Let $(G,*)$ be a finite group and $\psi \in \text{Aut}(G)$ a fixedpoint-free automorphism, that is, if $\psi(x) = x$, then $x = 1$.
In a proof I am reading there is the following incidental remark: If $g \in G$, then the map $x \mapsto g * \psi(x) * g^{-1}$ is "clearly" again a fixedpoint-free automorphism.
Question: Why ist this automorphism fixedpoint-free?
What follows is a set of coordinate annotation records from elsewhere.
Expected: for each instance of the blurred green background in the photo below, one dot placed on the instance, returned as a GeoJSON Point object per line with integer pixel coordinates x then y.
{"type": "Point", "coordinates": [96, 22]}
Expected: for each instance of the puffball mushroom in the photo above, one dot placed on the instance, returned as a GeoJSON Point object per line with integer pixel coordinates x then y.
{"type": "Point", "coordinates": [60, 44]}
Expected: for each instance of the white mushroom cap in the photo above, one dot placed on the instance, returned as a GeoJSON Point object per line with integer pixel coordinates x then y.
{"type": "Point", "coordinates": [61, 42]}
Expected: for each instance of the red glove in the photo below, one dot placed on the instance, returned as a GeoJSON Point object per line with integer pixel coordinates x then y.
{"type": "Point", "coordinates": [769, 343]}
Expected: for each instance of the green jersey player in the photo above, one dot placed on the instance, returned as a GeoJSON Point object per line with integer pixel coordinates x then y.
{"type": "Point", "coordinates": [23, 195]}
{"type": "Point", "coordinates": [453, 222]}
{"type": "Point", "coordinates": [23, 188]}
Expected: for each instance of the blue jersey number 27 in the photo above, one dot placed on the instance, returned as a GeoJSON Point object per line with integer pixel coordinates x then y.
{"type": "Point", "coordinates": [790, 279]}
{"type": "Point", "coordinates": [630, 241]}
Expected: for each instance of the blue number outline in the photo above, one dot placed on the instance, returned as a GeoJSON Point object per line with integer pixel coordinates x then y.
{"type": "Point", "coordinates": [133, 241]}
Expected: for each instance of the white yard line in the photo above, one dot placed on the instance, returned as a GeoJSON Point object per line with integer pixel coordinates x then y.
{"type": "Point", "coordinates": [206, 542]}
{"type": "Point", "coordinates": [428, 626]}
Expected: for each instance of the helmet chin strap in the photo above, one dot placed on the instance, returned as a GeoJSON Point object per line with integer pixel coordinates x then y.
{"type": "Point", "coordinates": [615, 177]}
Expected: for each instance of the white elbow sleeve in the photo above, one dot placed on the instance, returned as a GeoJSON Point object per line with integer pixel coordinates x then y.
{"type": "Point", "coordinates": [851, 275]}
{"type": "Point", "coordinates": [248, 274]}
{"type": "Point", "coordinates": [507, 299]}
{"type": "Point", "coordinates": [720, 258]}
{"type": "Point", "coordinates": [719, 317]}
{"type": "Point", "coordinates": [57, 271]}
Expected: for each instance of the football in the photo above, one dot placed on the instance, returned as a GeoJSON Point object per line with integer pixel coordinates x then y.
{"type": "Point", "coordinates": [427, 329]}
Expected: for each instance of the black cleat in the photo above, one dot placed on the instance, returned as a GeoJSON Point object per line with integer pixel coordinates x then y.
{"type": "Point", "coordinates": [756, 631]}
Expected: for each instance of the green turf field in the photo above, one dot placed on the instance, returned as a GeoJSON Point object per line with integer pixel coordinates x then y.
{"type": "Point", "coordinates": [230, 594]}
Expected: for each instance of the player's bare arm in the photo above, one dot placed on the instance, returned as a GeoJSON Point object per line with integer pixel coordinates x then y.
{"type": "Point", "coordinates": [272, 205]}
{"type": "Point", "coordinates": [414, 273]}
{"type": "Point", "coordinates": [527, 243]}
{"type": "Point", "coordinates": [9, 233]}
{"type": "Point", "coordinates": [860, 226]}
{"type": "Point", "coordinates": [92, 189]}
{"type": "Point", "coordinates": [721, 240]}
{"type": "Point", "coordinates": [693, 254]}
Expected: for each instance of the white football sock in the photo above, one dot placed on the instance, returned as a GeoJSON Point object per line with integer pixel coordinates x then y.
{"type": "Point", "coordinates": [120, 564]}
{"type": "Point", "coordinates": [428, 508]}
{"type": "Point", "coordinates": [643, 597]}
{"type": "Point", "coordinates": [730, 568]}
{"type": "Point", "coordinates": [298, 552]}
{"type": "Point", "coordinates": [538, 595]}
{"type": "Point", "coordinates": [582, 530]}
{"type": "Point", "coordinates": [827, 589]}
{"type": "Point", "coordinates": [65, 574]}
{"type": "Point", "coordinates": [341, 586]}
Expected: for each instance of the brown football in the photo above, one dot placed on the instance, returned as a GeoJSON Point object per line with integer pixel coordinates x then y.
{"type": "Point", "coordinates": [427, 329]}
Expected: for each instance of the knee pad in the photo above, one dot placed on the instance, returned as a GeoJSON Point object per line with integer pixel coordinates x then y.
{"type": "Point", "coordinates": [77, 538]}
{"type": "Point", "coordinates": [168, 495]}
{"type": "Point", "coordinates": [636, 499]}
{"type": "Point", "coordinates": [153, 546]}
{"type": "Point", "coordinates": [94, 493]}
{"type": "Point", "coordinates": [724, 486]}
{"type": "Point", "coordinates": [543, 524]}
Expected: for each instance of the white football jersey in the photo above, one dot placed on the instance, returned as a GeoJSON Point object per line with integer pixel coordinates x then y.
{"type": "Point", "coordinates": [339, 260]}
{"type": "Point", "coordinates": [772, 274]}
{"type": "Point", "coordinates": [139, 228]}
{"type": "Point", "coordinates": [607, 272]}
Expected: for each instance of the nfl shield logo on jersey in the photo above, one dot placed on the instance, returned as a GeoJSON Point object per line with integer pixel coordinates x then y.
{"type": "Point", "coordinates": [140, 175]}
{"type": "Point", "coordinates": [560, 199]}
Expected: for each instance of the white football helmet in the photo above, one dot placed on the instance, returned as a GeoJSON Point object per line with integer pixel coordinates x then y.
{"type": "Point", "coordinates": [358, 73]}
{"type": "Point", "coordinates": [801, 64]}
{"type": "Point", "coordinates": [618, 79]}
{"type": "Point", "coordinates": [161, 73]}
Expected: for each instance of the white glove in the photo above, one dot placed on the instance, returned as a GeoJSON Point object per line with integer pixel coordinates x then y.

It is not obvious for me.
Thank you for your thoughts!
EDIT: It follows the original proof mentioned above: the author uses postfix notation for maps, i.e., $x\psi$ for $\psi(x)$. All rules are formed accordingly.
EDIT2: Is the proof of the following really "obvious"?
Okay, consider this reference, in particular page $17$ of the document $(26$ of the pdf$)$, for the proof of Lemma $5.2$. In the reference, it's on letter $(d)$ of Lemma $3.2$.
Now, the reference also answers the main question. Indeed, let $x$ be a fixed point of $\psi_g$. Then $x=$ $g\,\psi(x)\,g^{-1}$, that is $x$ and $\psi(x)$ are conjugate, by $g$. As shown in letter $(c)$ of Lemma $3.2$ in our reference, this implies $x=1_G$. In other words, the only fixed point of $\psi_g$ is the identity, and hence $\psi_g$ is fixed-point-free.
As a side note, your Lemma $5.2$ implies, by direct computation, that $\psi_g$ also satisfies $\psi_g^3=\text{Id}$.